A dramatic swirl of indie intensity

Latest offering from Desperate Journalist is an indie adrenaline rush.

 

Modern indie music isn’t the easiest genre in which to deliver intensity. Years of spacious guitars have sapped the scene of much of the energy and fire that it once had. Fortunately, Desperate Journalist is offering salvation in the form of Resolution.

Combining a female vocal suited for hard-hitting alt-rock or (almost) melodic metal with urgent drums and reverb-laden guitars, Resolution is indie-rock in a very mid-80s sense. Think a gothic-tinged blur of REM, The Smiths and The Cure. It has the raw vibe and passionate intensity of the post-punk indie scene, with all the effect benefits of being a modern act with a cutting sense of lyricism.

And cutting it most certainly is. Angled as outsider insight into the short-lived absurdity of New Year’s Eve celebrations and atmosphere, it’s not your typical end-of-the-year song. Then again, it was never intended to be.

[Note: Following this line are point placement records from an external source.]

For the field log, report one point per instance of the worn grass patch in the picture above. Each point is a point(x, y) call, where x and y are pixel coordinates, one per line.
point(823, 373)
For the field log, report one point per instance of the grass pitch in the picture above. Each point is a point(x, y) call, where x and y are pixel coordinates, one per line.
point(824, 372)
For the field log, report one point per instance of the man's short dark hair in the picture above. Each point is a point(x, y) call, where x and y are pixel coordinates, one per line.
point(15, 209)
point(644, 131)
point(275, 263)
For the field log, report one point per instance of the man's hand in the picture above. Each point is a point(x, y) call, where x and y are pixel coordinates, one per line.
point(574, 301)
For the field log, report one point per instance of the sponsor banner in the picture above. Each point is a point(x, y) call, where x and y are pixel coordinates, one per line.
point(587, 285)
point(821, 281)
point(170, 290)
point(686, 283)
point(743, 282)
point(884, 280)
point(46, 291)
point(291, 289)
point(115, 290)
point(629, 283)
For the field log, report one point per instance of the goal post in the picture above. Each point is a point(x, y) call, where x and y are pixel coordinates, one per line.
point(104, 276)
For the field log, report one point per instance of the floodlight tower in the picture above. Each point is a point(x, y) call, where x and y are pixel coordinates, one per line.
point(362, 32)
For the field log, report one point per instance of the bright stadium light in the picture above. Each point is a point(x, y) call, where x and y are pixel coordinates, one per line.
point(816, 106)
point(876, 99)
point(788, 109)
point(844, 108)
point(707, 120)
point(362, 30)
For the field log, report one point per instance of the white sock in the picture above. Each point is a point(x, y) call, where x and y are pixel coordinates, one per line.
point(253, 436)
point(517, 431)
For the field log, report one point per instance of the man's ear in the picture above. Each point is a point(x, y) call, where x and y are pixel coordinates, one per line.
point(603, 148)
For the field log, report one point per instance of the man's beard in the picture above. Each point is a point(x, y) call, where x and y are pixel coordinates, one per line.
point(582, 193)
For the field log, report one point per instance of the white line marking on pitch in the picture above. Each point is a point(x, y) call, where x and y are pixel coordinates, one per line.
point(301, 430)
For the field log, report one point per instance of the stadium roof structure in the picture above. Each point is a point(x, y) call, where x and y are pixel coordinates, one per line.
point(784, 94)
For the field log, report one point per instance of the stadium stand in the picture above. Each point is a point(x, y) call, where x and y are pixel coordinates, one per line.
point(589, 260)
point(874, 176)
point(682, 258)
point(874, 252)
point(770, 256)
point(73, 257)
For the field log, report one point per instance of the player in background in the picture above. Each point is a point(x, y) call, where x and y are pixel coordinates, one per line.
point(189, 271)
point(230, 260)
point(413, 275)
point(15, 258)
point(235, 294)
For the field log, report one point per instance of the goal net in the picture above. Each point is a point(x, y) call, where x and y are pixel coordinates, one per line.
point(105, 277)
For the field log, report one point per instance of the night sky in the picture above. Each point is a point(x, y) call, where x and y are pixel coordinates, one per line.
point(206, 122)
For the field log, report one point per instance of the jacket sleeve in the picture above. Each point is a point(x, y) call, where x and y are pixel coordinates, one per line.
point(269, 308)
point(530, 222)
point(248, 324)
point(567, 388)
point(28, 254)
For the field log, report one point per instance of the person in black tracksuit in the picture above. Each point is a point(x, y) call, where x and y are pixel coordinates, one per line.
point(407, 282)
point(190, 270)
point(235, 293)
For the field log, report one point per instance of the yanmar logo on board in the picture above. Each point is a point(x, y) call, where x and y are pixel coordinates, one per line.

“The song was written in a hotel room after a New Year’s Eve party when I was feeling particularly peculiar, unable to drink and on a lot of codeine,” explained Desperate Journalist vocalist Jo Bevan. “NYE is obviously an unusually heightened time to feel completely out of the loop with a group and when that happens to me, like everything else I can’t really cope with, I romanticise it into filmic fragments.

“The countdown to midnight was dramatized massively by the band we were watching and I couldn’t escape fixating on teenage thoughts. How many cliched repetitive conversations/fun times you have with people on significant days of the year, how emotionally awkward the midnight kiss was for so many of us, the people making big pointless romantic gestures, and the general warm frenzy of everyone else from the weird cold bubble of where I was. Broadly speaking, the song is about being detached and overstimulated.”